Rückblickend sei sie eher unvorbereitet gewesen, sagt Fister. Die Ärztekammer hatte ihr zwar alle Fortbildungszertifikate für Untersuchungen bescheinigt. Bei der Anmeldung bei der KV hieß es jedoch, dass erstmal geprüft werden müsse, ob sie diese Untersuchung machen und abrechnen dürfe. Die Echokardiographien wurden ihr genehmigt, aber für die Karotis-Doppler-Untersuchung, die sie in der Klinik jahrelang durchgeführt hatte, musste sie eine Prüfung ablegen. 

Die KV sei da teilweise etwas anders als die Ärztekammer, aber in der Regel funktioniere die Übernahme insgesamt gut. Die auftretenden Verzögerungen führt Fister auf die COVID-19-Pandemie zurück. Sie arbeitet inzwischen Vollzeit im MVZ und hat dennoch mehr Zeit für sich und ihre Familie. „Die Patienten nehmen mich wahr. Auch diese Wertschätzung hat mir ein anderes Arbeiten ermöglicht, so dass ich glücklicher nach Hause gehe“, berichtet sie.

Hürden auf dem Weg zur Praxis

Vágners Idee der Niederlassung wurde 2017 konkret, als in ihrer Klinik ein Flyer zu einer Tauschbörse auslag. Angekündigt wurde darin eine Informationsveranstaltung zum Thema Niederlassung. „Die Veranstaltung war sehr informativ, und der beratende Anwalt gab den Ausschlag, dass ich mich auf das Projekt eingelassen habe“, berichtet Vágner. Ende November 2019 bekam Vágner den Sitz, da ein Kardiologe, der seine Praxis abgeben wollte, Kontakt zu eben jener Anwaltskanzlei aufgenommen hatte. Auch Vágner hat die COVID-19-Pandemie als erhebliche Hürde in Erinnerung. 

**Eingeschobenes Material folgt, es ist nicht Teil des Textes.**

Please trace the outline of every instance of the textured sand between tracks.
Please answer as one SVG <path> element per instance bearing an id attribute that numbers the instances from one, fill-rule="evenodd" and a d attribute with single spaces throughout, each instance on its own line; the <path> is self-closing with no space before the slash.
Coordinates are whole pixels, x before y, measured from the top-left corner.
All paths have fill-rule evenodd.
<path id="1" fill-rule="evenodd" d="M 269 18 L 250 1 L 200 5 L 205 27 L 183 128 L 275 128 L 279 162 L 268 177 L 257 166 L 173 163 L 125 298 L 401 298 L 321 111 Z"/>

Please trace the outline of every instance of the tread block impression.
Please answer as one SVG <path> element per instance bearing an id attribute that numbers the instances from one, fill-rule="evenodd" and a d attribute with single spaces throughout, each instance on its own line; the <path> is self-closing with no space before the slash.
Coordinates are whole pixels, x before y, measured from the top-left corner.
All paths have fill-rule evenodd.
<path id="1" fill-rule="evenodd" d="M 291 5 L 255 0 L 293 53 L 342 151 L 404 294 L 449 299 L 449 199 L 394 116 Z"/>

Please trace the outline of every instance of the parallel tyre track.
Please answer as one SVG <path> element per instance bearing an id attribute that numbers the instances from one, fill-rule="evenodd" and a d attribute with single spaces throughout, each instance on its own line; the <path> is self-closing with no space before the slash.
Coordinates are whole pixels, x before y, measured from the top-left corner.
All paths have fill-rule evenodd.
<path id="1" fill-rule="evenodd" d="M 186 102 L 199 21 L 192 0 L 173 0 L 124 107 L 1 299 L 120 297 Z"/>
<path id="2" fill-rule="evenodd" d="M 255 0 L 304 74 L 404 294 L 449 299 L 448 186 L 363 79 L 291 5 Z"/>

Vágner arbeitete von Januar bis April 2020 13 Wochenstunden in der Praxis mit. Es sei kaum möglich gewesen, sich richtig einzuleben und auch die MFAs kennenzulernen. „Wir mussten alle mit Maske arbeiten, da war es nicht so einfach, Kontakt herzustellen.“ In diesen drei Monaten sei sie von den Niederlassungsberatern ihrer KV gebrieft worden: „Ich hatte lange To-do-Listen mit Aufgaben, die zu erledigen waren. Im Nachhinein muss ich sagen, dass das nicht reicht, wenn man eine Praxis übernimmt“, so Vágner. Was sie gerne vorher gerne gewusst hätte? „Ich würde heute jeden Stein in der alten Praxis umdrehen und schauen, ob das alles so passt.“ 

Young BNK: Noch vor der Niederlassung auf Tuchfühlung gehen

Vágner bereut den Schritt in die Selbstständigkeit nicht und würde sich wieder dafür entscheiden. Glecihes gilt für Fister, die aber „nicht mehr so unvorbereitet an die Sache herangehen“ würde. Ihr Rat: im Vorfeld den Kontakt zu Kollegen und Mentoren suchen. Auch Vágner würde sich heute direkt an den Bundesverband Niedergelassener Kardiologen e. V. (BNK) und den Young BNK wenden. 

Der BNK ist der größte Kardiologenverband auf vertragsärztlicher Ebene in Deutschland und repräsentiert mit über 1.200 Mitgliedern mehr als 90% der kardiologischen Praxen. Der Young-BNK ist eine Gruppe von Kardiologen, die ambulant tätig sind (selbstständig niedergelassen oder angestellt in einer Praxis). Die Gruppe unterstützt dabei, sich besser in die Tätigkeit im ambulanten Bereich hineinzufinden und den komplexen Herausforderungen gerecht zu werden. 

Quellen:
  1. 91. Jahrestagung der Deutschen Gesellschaft für Kardiologie (DGK), 23. bis 26. April, Congresscentrum Rosengarten, Mannheim.
    https://herzmedizin.de/fuer-aerzte-und-fachpersonal/kongresse/dgk-jahrestagung-2025.html
    Sitzung: Pulse of practice: meine Niederlassung, 24. April.